PARIS: Avec près de 90 000 créations d'emploi nettes dans le privé au premier trimestre, le marché du travail confirme sa résistance à une croissance atone, démentant une nouvelle fois les prévisions plus pessimistes des économistes.
Selon l'estimation définitive publiée jeudi par l'Insee, l'emploi salarié privé a progressé de 0,4% sur les trois premiers mois, avec 86 800 créations nettes d'emplois.
Cette estimation est deux fois plus forte que celle provisoire publiée le 5 mai et quatre fois supérieure aux prévisions de l'Institut en décembre.
Après +0,2% au trimestre précédent, il s'agit du "neuvième trimestre consécutif" de hausse, souligne l'institut.
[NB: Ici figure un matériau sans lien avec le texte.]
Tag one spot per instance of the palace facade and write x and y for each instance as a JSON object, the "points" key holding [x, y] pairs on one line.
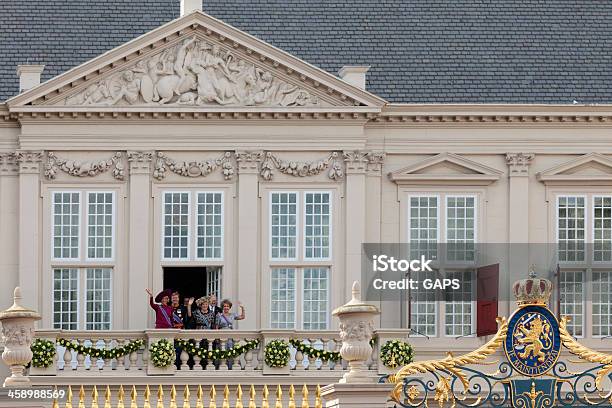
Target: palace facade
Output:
{"points": [[199, 157]]}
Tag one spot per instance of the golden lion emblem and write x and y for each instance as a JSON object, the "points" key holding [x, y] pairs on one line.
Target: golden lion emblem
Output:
{"points": [[536, 339]]}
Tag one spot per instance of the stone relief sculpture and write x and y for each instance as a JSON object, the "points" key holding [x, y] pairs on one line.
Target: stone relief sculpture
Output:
{"points": [[79, 168], [194, 168], [194, 72], [302, 169]]}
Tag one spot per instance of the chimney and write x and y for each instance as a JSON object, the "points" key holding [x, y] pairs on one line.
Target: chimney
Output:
{"points": [[354, 74], [29, 76], [189, 6]]}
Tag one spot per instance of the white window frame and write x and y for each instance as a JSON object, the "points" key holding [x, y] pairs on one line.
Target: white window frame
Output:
{"points": [[454, 265], [298, 227], [113, 226], [163, 225], [302, 278], [82, 293], [194, 227], [302, 230], [80, 228], [296, 276]]}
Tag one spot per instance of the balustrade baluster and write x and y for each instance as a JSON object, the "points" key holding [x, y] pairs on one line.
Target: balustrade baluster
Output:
{"points": [[67, 360], [223, 362], [120, 365]]}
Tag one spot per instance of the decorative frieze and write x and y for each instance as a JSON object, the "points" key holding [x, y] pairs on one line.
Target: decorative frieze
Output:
{"points": [[8, 164], [29, 161], [140, 162], [361, 161], [194, 72], [518, 163], [331, 163], [164, 163], [248, 161], [89, 168]]}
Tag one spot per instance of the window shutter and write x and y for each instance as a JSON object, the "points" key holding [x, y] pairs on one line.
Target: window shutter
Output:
{"points": [[487, 299]]}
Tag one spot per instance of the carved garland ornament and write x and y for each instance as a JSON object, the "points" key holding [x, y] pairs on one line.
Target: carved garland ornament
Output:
{"points": [[79, 168], [193, 72], [193, 169], [302, 169]]}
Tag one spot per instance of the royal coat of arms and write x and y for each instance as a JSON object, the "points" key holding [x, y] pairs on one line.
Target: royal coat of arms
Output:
{"points": [[532, 377]]}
Et ceci "malgré des perspectives économiques qui restent incertaines, compte tenu notamment du haut niveau d’inflation, de la remontée des taux d'intérêt et des tensions géopolitiques", note l'Urssaf dans un communiqué parallèle sur l'évolution de la masse salariale.
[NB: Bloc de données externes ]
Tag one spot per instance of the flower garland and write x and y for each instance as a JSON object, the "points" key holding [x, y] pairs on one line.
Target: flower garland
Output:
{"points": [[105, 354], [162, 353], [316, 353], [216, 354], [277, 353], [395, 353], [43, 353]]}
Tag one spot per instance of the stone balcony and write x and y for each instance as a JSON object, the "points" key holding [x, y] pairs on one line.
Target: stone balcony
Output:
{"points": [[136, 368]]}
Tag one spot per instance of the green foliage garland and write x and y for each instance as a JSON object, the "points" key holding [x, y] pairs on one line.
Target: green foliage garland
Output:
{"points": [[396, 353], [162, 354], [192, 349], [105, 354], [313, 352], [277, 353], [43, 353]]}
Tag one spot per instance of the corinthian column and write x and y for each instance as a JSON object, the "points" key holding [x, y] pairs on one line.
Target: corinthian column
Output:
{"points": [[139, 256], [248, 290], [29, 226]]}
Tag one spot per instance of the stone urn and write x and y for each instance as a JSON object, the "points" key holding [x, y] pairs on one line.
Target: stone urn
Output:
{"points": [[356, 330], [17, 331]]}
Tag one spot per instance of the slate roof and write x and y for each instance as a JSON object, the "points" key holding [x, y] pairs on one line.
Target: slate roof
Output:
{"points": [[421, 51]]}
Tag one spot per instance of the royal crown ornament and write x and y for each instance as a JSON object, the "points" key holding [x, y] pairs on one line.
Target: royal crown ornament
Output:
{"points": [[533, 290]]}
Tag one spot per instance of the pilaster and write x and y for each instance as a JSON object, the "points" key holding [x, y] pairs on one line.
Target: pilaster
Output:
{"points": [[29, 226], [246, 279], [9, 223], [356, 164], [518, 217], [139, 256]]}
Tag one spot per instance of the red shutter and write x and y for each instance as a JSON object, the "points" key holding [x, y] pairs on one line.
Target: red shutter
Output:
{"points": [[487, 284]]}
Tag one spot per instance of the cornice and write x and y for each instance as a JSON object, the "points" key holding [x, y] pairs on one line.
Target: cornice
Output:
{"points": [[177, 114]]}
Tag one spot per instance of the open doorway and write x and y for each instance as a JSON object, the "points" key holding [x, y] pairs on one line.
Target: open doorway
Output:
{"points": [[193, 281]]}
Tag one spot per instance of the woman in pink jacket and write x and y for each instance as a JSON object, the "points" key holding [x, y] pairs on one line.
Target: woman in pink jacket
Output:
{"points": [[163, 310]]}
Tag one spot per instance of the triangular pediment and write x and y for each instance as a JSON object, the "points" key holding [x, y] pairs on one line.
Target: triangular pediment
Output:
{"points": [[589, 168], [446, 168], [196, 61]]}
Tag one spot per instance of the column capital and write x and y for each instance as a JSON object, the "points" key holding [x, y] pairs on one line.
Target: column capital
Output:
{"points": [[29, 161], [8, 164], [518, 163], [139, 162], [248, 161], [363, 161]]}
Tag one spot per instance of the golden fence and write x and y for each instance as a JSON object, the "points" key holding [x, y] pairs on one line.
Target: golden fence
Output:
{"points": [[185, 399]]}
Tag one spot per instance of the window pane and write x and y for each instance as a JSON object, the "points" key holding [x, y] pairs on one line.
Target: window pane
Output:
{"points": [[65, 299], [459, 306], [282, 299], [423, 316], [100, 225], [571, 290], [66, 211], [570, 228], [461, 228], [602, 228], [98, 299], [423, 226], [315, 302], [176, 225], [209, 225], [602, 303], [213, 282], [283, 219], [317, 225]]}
L'emploi salarié privé excède son niveau d'il y a un an de 1,6% (+343 000 emplois) et d'avant la crise sanitaire (fin 2019) de 6,1% (+1,2 million d'emplois, dont un tiers en contrats d'alternance).
Au total, plus de 27 millions de Français occupent un emploi salarié, nouveau record, dont 5,9 millions dans la fonction publique (+0,1% ce trimestre).
"A chaque trimestre, on est surpris. On n'a pas de fléchissement des créations d'emploi, bien au contraire", note Mathieu Plane, directeur adjoint du département analyse et prévision de l'Observatoire français des conjonctures économiques (OFCE).
"On continue d'avoir ce décalage entre une croissance molle (+0,2% au premier trimestre) et des créations d'emploi dynamiques", constate-t-il. "Malgré les pertes de productivité depuis trois ans, les entreprises continuent d'embaucher".
De quoi donner du grain à moudre au gouvernement qui cherche à faire mentir certaines prévisions peu optimistes et veut atteindre le plein emploi en 2027.
"Les chiffres de l'emploi sont bons, et c'est tant mieux", s'est félicité sur France Inter le ministre du Travail Olivier Dussopt.
Pour atteindre un taux de chômage autour de 5% (contre 7,1% aujourd'hui), le gouvernement estime qu'il faut que l'économie crée 700 000 à 800 000 emplois supplémentaires d'ici la fin du quinquennat.
L'intérim fléchit
Le gouvernement compte sur la réorganisation du service public de l'emploi avec la création de France Travail, présentée mercredi en conseil des ministres et censée renforcer l'accompagnement des allocataires du RSA vers le retour à l'emploi.
L'objectif est aussi de répondre aux difficultés de recrutement mises en avant par le patronat, même si celles-ci n'empêchent pas in fine les créations d'emploi, constate M. Plane.
"Comme tout le monde recrute, ça crée des tensions car ça prend plus de temps mais ces embauches ont bien lieu", relativise-t-il.
Dans le détail cependant, la progression de l'emploi ce trimestre marque des évolutions sectorielles contrastées.
L'intérim se replie de 2,2% (soit -18.100 emplois), sans que l'on sache si c'est un indicateur avancé de retournement de l'emploi ou si c'est la conséquence d'embauches qui se font de plus en plus en CDI ou CDD de longue durée.
La locomotive de l'emploi reste le tertiaire marchand avec une hausse de +0,7% (soit +88 300 emplois). Au sein de ce secteur, s'il augmente faiblement dans le commerce (+0,2%), il reste dynamique dans l'hébergement-restauration (+0,6%), les transports (+0,6%) ou les "arts, spectacles et activités récréatives" (+1,7%).
L'emploi industriel progresse de 0,3% (+8 200 emplois) après +0,2% au trimestre précédent.
Mais dans la construction, l'emploi diminue de 0,1% (soit -1 500 emplois), premier trimestre de baisse depuis le quatrième trimestre 2016, un premier reflet peut-être de la menace de crise agitée par les professionnels du bâtiment depuis quelques mois.
Autre indicateur mesuré par l'Insee qui synthétise l'opinion des chefs d'entreprise, le climat de l'emploi s'est aussi détérioré en mai, atteignant un plus bas depuis septembre 2021.
En conséquence, M. Plane a du mal "à imaginer qu'on puisse continuer à ce rythme" de créations d'emploi, les entreprises étant un jour ou l'autre rattrapées "par un effet coûts de production" (hausse des salaires, matières premières...).
L'Insee publiera ses prochaines prévisions le 15 juin.